Il apparaît toutefois qu’elle s’était confiée à une personne : Guy Desnoyers, le curé du village, âgé de 26 ans. Ce dernier affirme que Régine a été violée par un homme parti pour la guerre d’Algérie. Toutefois, sa version ne convaint pas les autorités. Il faut dire que les preuves s’accumulent contre le prêtre. D’abord, la douille de 6,35mm retrouvée près du corps de Régine correspond au calibre du port d’arme dont Desnoyers est détenteur. Ensuite, Michèle, une amie de l’adolescente, affirme que Régine lui aurait avoué que le père de son bébé était le curé lui-même…
Le 5 décembre 1956, Guy Desnoyers est interpellé. Il nie d’abord toute implication dans la mort de Régine, mais, acculé, finit par passer aux aveux. Il explique s’être amouraché de l’adolescente lors d’une activité théâtrale organisée par sa paroisse. Début 1956, Régine s’est retrouvée enceinte de lui. Elle a alors promis de garder le secret de la paternité de l’enfant, mais a refusé d’accoucher clandestinement et d’abandonner le bébé. Dans un premier temps, Desnoyers a accepté sa décision. Il confie toutefois avoir fini par prendre peur. Dans la soirée du 3 décembre, il a entraîné l’adolescente sur une petite route déserte. Après lui avoir proposé plusieurs fois l’absolution, qu’elle a refusée, il l’a tuée de trois balles dans la nuque. Il a ensuite sorti son bébé vivant, une fille, qu’il a baptisée avant de la tuer à coups de couteau. Enfin, il a défiguré l’enfant pour effacer toute éventuelle ressemblance avec lui. La France, plongée dans l’horreur, parle d'”acte satanique“.

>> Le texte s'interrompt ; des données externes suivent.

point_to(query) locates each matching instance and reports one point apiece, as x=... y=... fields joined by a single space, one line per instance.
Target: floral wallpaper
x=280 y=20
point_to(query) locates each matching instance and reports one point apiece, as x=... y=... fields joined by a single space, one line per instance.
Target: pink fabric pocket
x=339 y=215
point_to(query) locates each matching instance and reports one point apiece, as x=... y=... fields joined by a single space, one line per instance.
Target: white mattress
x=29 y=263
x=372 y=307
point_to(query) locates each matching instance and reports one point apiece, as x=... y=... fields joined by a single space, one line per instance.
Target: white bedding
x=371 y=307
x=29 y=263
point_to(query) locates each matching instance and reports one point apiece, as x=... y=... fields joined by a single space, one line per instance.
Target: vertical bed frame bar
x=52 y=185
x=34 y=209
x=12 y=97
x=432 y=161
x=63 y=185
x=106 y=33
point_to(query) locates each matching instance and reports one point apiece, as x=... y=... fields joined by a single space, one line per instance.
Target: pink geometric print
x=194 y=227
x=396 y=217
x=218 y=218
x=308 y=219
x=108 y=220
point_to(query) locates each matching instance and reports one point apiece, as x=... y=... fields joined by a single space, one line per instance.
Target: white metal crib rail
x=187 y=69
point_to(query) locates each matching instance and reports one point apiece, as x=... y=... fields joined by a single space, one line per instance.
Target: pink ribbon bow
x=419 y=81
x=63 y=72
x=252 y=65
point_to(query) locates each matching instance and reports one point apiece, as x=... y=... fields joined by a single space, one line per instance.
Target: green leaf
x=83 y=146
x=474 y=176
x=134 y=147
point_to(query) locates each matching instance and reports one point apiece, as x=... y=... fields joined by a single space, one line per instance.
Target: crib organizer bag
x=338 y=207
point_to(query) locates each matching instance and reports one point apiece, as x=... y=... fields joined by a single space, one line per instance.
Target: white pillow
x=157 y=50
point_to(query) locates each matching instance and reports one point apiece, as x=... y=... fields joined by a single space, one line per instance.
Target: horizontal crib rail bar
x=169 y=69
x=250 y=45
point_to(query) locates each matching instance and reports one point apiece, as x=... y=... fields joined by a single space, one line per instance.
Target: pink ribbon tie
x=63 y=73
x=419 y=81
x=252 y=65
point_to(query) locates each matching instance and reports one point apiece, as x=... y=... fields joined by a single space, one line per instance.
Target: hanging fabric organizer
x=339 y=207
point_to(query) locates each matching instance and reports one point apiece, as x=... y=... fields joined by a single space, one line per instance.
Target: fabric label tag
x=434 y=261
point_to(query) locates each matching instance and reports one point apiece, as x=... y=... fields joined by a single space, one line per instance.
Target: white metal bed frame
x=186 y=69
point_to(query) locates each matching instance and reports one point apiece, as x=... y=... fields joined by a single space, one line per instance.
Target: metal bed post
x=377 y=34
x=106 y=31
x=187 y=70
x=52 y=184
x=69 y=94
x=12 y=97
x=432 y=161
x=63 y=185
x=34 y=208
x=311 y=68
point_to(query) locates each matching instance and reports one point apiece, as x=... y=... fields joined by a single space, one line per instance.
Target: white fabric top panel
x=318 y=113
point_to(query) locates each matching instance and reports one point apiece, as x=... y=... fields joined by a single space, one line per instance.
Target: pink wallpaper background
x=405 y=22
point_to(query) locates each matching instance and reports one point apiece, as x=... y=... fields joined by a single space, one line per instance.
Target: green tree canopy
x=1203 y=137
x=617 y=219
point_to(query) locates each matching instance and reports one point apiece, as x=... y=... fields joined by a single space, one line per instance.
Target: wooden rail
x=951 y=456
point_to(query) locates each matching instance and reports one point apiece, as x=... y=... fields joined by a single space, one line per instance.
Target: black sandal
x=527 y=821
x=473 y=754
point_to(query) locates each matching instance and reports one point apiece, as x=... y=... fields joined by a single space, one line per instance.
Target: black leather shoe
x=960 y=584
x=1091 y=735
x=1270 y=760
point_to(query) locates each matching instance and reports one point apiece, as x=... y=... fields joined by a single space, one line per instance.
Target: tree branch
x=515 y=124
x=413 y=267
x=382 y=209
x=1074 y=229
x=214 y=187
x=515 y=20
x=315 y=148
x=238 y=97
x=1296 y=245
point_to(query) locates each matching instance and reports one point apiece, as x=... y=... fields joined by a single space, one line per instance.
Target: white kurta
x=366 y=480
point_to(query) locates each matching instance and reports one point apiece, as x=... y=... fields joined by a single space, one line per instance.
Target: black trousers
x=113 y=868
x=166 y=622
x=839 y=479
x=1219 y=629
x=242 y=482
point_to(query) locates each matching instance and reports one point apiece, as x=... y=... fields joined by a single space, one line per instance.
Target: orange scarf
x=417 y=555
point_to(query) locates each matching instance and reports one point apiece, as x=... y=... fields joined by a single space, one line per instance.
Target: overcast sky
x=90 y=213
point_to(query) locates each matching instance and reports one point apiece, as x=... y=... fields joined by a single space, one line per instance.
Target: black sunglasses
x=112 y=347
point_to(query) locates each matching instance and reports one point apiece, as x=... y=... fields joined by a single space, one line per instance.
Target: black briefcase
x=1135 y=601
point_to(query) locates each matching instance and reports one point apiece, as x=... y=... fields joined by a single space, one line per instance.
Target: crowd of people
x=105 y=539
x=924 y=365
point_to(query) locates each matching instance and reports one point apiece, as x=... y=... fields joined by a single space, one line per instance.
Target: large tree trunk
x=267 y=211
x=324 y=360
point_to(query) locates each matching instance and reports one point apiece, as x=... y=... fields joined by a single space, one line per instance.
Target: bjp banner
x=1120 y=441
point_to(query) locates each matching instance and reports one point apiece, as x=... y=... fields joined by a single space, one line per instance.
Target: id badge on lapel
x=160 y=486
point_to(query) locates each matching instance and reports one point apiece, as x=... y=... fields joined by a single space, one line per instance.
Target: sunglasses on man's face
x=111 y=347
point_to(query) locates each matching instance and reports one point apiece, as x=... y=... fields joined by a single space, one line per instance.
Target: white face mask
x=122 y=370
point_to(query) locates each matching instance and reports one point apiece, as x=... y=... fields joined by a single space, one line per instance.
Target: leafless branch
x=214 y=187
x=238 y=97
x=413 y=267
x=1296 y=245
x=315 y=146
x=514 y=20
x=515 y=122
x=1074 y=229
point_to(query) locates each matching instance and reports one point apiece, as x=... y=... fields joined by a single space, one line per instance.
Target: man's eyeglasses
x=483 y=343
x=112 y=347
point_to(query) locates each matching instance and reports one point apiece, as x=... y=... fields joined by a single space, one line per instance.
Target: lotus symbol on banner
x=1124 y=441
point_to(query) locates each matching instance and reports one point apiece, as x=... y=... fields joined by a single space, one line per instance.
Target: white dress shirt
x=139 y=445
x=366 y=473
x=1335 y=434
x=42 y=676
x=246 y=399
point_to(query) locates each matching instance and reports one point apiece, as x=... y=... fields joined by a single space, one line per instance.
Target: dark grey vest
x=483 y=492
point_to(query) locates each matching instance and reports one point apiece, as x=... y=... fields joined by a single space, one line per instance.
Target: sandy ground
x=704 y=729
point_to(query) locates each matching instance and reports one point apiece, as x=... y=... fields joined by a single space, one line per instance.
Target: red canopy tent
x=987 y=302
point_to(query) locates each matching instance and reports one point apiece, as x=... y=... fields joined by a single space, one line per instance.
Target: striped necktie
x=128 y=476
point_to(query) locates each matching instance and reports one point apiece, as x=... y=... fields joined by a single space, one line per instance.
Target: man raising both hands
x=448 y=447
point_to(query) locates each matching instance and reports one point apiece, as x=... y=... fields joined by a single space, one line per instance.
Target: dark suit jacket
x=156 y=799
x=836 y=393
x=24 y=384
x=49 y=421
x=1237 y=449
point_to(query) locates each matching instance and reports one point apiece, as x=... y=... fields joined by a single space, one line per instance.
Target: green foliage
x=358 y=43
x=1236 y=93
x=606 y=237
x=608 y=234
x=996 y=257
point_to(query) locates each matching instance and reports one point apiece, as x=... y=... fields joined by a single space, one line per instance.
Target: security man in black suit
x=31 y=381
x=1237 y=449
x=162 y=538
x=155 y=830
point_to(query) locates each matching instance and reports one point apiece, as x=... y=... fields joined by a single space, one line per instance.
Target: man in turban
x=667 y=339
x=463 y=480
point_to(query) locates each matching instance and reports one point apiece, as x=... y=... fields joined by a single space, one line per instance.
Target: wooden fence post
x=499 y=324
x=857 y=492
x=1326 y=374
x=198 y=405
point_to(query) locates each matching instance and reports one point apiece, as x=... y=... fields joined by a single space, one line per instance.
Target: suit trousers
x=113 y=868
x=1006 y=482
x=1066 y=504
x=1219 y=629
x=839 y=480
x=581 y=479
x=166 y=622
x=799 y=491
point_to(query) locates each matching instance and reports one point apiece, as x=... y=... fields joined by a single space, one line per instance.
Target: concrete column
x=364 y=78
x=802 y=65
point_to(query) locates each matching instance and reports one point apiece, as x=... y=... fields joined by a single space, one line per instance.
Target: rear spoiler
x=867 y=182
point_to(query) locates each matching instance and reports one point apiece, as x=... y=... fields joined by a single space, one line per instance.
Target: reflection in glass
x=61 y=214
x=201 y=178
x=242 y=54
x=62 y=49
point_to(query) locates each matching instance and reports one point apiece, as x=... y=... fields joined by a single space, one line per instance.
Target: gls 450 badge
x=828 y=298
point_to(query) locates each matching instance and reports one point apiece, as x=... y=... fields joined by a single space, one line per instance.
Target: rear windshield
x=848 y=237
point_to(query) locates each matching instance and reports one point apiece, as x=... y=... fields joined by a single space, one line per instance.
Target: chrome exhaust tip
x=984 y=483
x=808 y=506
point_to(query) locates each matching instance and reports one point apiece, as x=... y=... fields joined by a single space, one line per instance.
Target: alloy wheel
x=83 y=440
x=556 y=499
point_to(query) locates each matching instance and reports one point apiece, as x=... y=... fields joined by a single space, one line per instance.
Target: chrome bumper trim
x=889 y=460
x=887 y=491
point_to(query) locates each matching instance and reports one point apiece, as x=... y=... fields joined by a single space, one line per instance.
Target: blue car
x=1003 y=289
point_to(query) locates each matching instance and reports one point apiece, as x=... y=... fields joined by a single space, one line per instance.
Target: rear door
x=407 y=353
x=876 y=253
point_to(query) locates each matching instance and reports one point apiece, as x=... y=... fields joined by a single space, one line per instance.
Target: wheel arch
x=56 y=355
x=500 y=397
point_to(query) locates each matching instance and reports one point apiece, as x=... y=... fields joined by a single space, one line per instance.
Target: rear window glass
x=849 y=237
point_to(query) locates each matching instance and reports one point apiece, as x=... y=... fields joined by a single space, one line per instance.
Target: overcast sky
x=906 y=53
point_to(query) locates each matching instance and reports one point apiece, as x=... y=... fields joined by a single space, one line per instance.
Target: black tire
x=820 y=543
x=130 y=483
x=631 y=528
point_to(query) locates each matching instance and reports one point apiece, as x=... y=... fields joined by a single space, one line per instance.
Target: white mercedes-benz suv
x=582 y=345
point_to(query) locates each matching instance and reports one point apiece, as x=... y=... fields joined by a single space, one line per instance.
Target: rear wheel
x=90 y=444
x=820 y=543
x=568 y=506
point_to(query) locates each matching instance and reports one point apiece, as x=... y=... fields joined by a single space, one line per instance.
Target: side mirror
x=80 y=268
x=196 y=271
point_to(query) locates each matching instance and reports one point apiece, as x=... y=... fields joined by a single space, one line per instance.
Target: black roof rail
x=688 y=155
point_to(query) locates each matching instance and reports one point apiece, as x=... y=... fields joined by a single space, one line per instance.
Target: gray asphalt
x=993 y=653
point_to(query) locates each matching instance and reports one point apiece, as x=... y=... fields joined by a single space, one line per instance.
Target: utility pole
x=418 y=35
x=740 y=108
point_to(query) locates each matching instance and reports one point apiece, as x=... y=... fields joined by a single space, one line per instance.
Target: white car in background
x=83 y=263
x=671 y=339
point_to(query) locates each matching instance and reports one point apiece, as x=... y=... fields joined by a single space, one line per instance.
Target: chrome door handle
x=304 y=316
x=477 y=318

Épouvantable, le récit du curé donne lieu à de nouvelles révélations. Il apparaît qu’en décembre 1953, Guy Desnoyers avait mis enceinte une autre adolescente : Michèle Léonard, 15 ans. Sous la pression de l’homme d’église, cette dernière avait accouché candestinement dans l’Ain et abandonné son bébé à l’Assistance publique. Pendant le procès, tenu du 24 au 26 janvier 1958, d’autres de ses pêchés sont mis en lumière. Il est révélé que Desnoyers avait de nombreuses maîtresses, souvent mineures, à qui il soutirait de l’argent “pour ses bonnes oeuvres“.
Le 26 janvier 1958, Guy Desnoyers est condamné aux travaux forcés à perpétuité. Il déclare alors : “Je suis prêtre, je reste prêtre, je réparerai en prêtre. Je m’abandonne à vous parce que je sais que devant moi vous tenez la place de Dieu.” Incarcéré pendant 22 ans, il est libéré le 5 août 1978 et se retire en l’abbaye Sainte-Anne de Kergonan à Plouharnel. Il y meurt le 21 avril 2010, à l’âge de 90 ans.